화학공학소재연구정보센터
Journal of the American Chemical Society, Vol.137, No.42, 13535-13544, 2015
Molecular Catalysis of O-2 Reduction by Iron Porphyrins in Water: Heterogeneous versus Homogeneous Pathways
Despite decades of active attention, important problems remain pending in the catalysis of dioxygen reduction by iron porphyrins in water in terms of selectivity and mechanisms. This is what happens, for example, for the distinction between heterogeneous and homogeneous catalysis for soluble porphyrins, for the estimation of H2O2/H2O product selectivity, and for the determination of the reaction mechanism in the two situations.

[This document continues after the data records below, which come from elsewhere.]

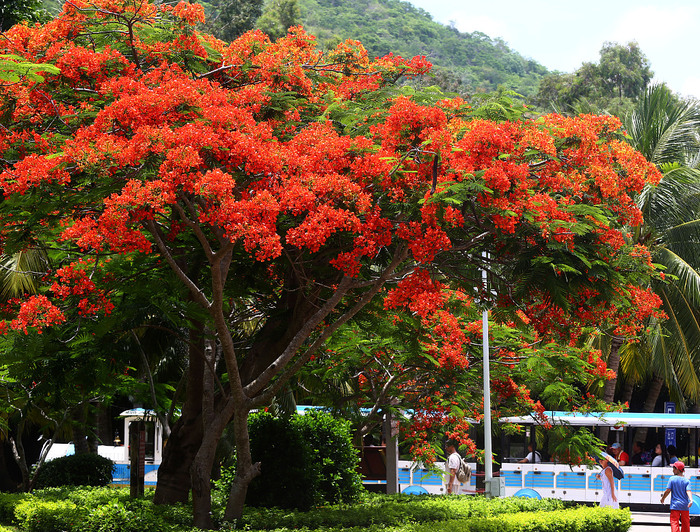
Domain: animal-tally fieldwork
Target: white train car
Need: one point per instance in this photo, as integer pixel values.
(119, 452)
(641, 485)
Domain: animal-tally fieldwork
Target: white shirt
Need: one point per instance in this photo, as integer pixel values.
(453, 462)
(537, 459)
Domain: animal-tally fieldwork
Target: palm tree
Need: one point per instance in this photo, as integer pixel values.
(665, 130)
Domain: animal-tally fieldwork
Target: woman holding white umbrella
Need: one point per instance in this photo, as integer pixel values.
(607, 480)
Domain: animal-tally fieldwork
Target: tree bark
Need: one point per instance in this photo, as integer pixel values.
(186, 436)
(614, 365)
(653, 392)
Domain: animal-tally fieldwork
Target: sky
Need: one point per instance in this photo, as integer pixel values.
(563, 34)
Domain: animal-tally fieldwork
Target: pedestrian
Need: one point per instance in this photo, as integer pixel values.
(681, 499)
(453, 485)
(672, 458)
(638, 453)
(533, 456)
(621, 456)
(607, 480)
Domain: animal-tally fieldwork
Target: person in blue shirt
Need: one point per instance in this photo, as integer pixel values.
(681, 499)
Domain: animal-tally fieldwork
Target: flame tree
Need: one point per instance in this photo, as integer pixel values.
(286, 188)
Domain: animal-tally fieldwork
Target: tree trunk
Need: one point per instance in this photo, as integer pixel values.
(657, 384)
(80, 441)
(186, 436)
(20, 455)
(200, 472)
(614, 365)
(627, 392)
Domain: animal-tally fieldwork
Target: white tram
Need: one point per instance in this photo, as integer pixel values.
(641, 485)
(119, 452)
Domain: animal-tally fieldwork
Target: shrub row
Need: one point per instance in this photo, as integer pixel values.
(111, 510)
(94, 510)
(76, 470)
(392, 510)
(583, 519)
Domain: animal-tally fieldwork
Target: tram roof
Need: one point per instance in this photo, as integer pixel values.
(611, 419)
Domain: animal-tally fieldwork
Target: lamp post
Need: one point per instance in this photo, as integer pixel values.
(488, 451)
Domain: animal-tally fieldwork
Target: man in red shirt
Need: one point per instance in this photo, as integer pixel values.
(621, 456)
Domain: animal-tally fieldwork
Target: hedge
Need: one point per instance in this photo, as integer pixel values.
(112, 510)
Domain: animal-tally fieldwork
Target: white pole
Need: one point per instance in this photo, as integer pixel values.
(488, 451)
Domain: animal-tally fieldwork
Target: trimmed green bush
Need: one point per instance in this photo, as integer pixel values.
(331, 446)
(36, 515)
(8, 501)
(289, 477)
(306, 460)
(76, 470)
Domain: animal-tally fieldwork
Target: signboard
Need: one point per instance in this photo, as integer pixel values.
(670, 439)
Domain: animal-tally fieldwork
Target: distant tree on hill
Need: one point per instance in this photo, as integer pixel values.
(613, 84)
(15, 11)
(278, 16)
(232, 18)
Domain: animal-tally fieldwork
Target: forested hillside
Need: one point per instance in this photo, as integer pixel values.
(475, 60)
(464, 62)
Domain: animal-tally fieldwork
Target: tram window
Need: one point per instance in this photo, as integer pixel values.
(150, 440)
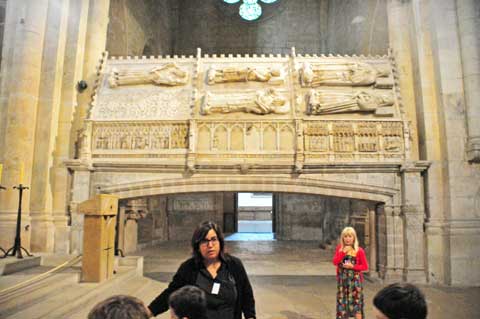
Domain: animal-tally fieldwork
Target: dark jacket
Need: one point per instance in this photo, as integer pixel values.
(187, 275)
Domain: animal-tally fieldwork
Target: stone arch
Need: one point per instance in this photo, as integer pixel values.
(255, 184)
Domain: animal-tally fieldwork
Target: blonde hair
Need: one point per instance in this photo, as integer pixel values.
(349, 231)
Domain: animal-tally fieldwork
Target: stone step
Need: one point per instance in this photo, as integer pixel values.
(12, 265)
(129, 286)
(36, 293)
(92, 294)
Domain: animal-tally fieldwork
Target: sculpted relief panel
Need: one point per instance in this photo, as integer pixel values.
(355, 137)
(146, 105)
(246, 136)
(261, 102)
(121, 136)
(344, 73)
(324, 102)
(168, 74)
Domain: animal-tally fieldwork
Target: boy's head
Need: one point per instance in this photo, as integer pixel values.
(119, 307)
(400, 301)
(188, 302)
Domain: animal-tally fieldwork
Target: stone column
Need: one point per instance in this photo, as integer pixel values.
(372, 258)
(399, 40)
(47, 123)
(95, 44)
(414, 217)
(80, 193)
(65, 139)
(395, 249)
(23, 76)
(468, 26)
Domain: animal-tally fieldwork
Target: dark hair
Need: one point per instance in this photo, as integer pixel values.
(119, 307)
(401, 300)
(199, 234)
(190, 302)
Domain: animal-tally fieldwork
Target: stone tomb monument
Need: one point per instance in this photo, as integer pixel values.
(330, 125)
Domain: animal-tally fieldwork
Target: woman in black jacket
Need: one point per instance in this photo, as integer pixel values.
(220, 275)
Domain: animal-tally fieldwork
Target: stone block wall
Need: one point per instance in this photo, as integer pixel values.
(312, 26)
(141, 27)
(254, 213)
(174, 217)
(357, 27)
(320, 218)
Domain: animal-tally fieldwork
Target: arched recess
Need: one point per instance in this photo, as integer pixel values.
(254, 184)
(386, 197)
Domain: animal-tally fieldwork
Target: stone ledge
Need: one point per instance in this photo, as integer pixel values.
(11, 265)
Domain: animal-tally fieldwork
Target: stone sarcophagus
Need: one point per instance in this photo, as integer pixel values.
(245, 111)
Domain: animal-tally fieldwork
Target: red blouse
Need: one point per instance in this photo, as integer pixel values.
(360, 260)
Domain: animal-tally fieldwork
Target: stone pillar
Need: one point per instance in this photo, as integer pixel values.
(395, 249)
(95, 44)
(47, 123)
(372, 258)
(468, 26)
(80, 193)
(65, 139)
(399, 40)
(135, 210)
(414, 216)
(18, 132)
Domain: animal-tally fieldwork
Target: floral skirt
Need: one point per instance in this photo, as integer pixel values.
(349, 294)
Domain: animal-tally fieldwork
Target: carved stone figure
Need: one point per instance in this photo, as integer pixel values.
(362, 101)
(262, 102)
(344, 74)
(244, 74)
(168, 74)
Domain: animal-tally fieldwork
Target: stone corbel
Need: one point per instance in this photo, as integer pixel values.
(192, 145)
(299, 148)
(473, 149)
(85, 142)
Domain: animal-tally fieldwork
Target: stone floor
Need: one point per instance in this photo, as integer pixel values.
(295, 280)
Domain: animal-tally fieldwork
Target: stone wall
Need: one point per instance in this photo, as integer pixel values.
(217, 28)
(141, 27)
(254, 213)
(174, 217)
(321, 218)
(357, 27)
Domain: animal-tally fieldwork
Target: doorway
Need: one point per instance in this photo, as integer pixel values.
(255, 217)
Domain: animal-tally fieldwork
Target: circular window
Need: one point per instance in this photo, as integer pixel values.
(250, 10)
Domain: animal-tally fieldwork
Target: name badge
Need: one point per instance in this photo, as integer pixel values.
(215, 288)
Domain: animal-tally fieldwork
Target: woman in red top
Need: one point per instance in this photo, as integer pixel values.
(351, 262)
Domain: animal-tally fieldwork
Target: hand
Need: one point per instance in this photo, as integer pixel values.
(347, 249)
(348, 265)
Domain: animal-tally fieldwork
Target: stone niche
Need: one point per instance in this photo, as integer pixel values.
(174, 217)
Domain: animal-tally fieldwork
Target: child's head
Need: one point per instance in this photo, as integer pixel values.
(348, 237)
(188, 302)
(400, 300)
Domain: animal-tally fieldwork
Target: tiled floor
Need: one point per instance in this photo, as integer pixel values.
(295, 280)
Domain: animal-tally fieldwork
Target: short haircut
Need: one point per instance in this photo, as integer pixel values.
(199, 234)
(189, 302)
(401, 300)
(119, 307)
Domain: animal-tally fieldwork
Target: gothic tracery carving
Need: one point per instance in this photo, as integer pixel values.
(273, 76)
(326, 102)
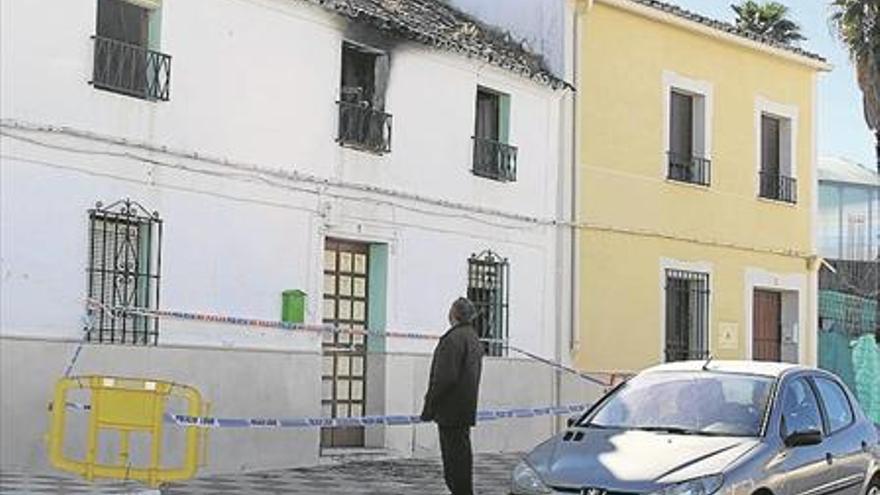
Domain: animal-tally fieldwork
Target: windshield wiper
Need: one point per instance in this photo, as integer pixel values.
(675, 430)
(602, 427)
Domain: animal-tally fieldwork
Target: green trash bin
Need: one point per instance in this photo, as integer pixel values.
(293, 306)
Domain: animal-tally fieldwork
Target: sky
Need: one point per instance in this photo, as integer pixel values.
(842, 129)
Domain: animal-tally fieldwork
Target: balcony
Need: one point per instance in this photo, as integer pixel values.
(778, 187)
(131, 70)
(494, 160)
(364, 128)
(690, 169)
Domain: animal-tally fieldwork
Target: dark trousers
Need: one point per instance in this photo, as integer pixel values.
(458, 460)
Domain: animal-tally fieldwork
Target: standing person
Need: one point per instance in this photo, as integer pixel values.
(451, 400)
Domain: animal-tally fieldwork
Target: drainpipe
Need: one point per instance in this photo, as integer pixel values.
(574, 338)
(568, 123)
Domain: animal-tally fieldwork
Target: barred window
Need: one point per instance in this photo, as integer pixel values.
(488, 290)
(123, 272)
(687, 315)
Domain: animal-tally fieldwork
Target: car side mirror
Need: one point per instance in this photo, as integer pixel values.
(803, 438)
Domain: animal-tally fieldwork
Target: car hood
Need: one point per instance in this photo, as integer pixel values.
(632, 460)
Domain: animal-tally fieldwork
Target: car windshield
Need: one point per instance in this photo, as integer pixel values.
(700, 403)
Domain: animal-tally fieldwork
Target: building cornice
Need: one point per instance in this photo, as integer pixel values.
(676, 18)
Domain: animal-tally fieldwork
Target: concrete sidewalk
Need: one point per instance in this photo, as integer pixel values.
(386, 477)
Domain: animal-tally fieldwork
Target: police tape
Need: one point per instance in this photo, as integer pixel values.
(614, 379)
(317, 422)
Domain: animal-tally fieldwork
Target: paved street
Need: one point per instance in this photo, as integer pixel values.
(390, 477)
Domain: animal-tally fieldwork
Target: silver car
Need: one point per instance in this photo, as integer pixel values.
(726, 428)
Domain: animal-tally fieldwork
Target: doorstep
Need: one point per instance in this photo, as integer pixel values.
(339, 455)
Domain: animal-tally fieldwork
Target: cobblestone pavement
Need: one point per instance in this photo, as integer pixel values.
(387, 477)
(404, 476)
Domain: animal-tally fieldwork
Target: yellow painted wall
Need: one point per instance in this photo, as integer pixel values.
(623, 186)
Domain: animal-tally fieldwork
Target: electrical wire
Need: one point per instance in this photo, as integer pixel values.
(294, 176)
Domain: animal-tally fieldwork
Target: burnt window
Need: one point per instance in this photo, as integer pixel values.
(363, 123)
(124, 61)
(489, 291)
(494, 158)
(687, 315)
(123, 273)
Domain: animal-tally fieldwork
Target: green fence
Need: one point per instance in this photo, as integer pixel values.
(848, 347)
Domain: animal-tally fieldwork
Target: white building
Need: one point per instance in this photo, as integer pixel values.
(364, 153)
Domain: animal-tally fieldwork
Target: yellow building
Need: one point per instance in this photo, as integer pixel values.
(696, 190)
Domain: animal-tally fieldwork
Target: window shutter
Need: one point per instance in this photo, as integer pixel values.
(681, 125)
(147, 4)
(770, 157)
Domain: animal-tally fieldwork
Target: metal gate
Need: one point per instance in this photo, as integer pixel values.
(343, 380)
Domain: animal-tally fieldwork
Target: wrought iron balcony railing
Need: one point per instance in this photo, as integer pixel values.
(494, 160)
(688, 168)
(778, 187)
(364, 128)
(131, 70)
(678, 353)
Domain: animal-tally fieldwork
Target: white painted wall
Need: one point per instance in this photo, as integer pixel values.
(254, 83)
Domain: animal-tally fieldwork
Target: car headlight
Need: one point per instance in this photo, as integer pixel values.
(701, 486)
(525, 481)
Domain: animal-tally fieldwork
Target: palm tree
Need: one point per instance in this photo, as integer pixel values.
(768, 19)
(857, 23)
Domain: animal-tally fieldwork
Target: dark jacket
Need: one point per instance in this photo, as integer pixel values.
(451, 400)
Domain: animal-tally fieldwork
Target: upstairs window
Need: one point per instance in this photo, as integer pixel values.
(363, 123)
(125, 61)
(488, 289)
(687, 315)
(687, 150)
(123, 273)
(494, 158)
(776, 181)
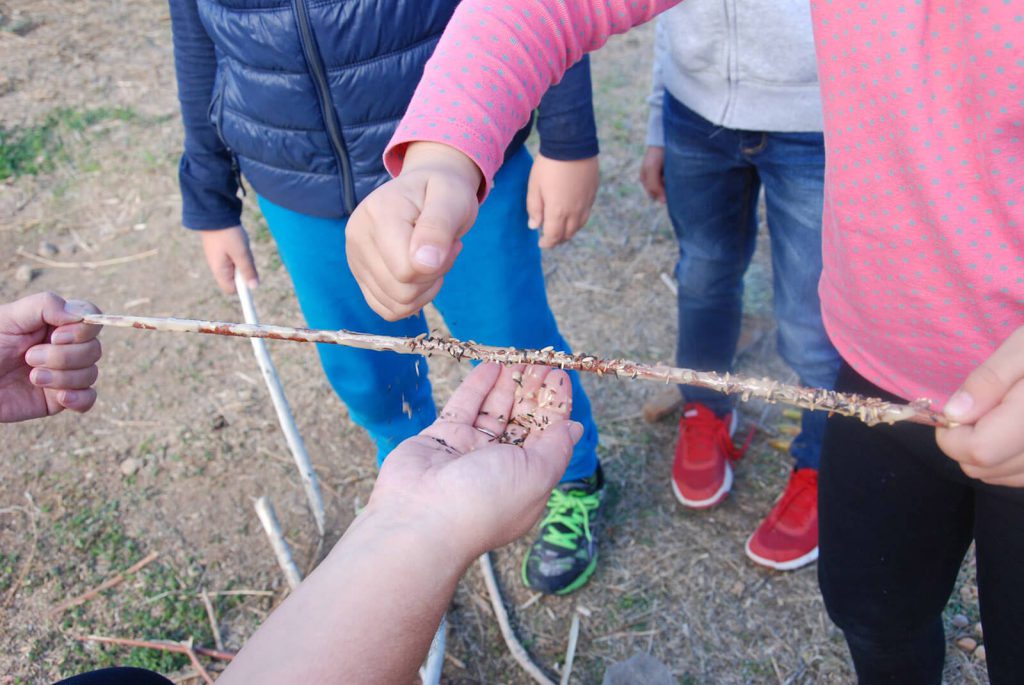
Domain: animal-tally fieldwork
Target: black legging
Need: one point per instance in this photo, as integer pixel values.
(896, 518)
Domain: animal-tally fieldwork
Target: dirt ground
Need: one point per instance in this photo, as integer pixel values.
(184, 436)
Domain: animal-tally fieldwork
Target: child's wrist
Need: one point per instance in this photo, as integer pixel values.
(436, 157)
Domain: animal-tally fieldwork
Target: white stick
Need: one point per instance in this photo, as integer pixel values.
(285, 417)
(517, 650)
(430, 673)
(570, 650)
(269, 520)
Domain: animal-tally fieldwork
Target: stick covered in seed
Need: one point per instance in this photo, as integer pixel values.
(869, 410)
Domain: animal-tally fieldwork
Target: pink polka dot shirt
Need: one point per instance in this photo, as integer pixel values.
(924, 118)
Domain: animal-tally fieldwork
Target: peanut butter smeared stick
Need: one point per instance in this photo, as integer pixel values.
(869, 410)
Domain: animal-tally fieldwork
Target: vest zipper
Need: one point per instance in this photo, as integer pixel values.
(312, 55)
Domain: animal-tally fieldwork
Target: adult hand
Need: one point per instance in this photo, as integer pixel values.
(989, 444)
(47, 357)
(227, 250)
(652, 173)
(403, 238)
(482, 493)
(559, 197)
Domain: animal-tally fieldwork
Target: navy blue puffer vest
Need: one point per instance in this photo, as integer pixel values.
(307, 92)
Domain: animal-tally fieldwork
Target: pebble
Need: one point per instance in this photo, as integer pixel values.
(26, 273)
(967, 644)
(130, 466)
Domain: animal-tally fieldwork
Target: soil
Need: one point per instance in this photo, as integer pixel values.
(194, 415)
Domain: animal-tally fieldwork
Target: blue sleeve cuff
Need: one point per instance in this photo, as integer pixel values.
(565, 118)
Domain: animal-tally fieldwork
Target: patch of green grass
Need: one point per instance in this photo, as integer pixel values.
(158, 603)
(38, 148)
(8, 570)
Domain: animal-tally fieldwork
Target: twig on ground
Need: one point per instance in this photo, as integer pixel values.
(869, 410)
(285, 416)
(88, 264)
(515, 648)
(27, 565)
(112, 582)
(175, 647)
(211, 614)
(269, 520)
(570, 649)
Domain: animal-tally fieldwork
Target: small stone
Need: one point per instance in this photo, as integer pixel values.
(26, 273)
(130, 466)
(967, 644)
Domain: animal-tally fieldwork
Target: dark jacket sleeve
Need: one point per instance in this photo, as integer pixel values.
(209, 184)
(565, 117)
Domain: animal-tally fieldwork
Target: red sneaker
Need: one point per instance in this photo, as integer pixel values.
(787, 539)
(701, 475)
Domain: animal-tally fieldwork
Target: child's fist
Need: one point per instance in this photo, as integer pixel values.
(403, 238)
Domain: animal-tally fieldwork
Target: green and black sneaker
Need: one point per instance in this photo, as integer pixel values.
(564, 555)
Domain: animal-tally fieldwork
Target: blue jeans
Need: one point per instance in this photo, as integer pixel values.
(495, 294)
(713, 176)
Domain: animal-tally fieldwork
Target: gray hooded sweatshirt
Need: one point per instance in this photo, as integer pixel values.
(745, 65)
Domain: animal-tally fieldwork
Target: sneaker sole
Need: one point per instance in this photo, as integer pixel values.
(715, 499)
(571, 587)
(793, 564)
(722, 491)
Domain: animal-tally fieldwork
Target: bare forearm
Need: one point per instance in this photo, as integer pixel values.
(366, 615)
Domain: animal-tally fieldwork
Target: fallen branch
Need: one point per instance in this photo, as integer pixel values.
(269, 520)
(515, 648)
(869, 410)
(112, 582)
(285, 417)
(570, 650)
(88, 264)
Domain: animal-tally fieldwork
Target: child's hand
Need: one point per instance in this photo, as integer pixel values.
(559, 197)
(403, 238)
(652, 173)
(47, 357)
(226, 250)
(990, 446)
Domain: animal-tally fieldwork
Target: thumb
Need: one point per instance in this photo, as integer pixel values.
(986, 385)
(39, 310)
(449, 210)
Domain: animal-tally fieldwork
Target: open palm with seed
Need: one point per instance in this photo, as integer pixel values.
(488, 463)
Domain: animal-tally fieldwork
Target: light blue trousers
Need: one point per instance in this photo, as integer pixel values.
(495, 295)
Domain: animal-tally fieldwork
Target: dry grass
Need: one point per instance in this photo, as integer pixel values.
(672, 583)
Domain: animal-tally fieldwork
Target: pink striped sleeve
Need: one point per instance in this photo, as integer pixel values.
(495, 62)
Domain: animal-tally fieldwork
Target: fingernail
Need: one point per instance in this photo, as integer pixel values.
(35, 357)
(428, 256)
(958, 404)
(78, 307)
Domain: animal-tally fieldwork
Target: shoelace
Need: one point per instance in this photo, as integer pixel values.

With water-soluble iron tetrakis(N-methyl-4-pyridyl)porphyrin as an example, procedures are described that allow one to operate this distinction and determine the H2O2/H2O product ratio in each case separately. It is noteworthy that, despite the weak adsorption of the iron(II) porphyrin on the glassy carbon electrode, the contribution of the adsorbed complex to catalysis rivals that of its solution counterpart. Depending on the electrode potential, two successive catalytic pathways have been identified and characterized in terms of current potential responses and H2O2/H2O selectivity. These observations are interpreted in the framework of the commonly accepted mechanism for catalytic reduction of dioxygen by iron porphyrins, after checking its compatibility with a change of oxygen concentration and pH. The difference in intrinsic catalytic reactivity between the catalyst in the adsorbed state and in solution is also discussed. The role of heterogeneous catalysis with iron tetrakis(N-methyl-4-pyridyl)porphyrin has been overlooked in previous studies because of its water solubility. The main objective of the present contribution is therefore to call attention, by means of this emblematic example, to such possibilities to reach a correct identification of the catalyst, its performances, and reaction mechanism. This is a question of general interest, so that reduction of dioxygen remains a topic of high importance in the context of contemporary energy challenges.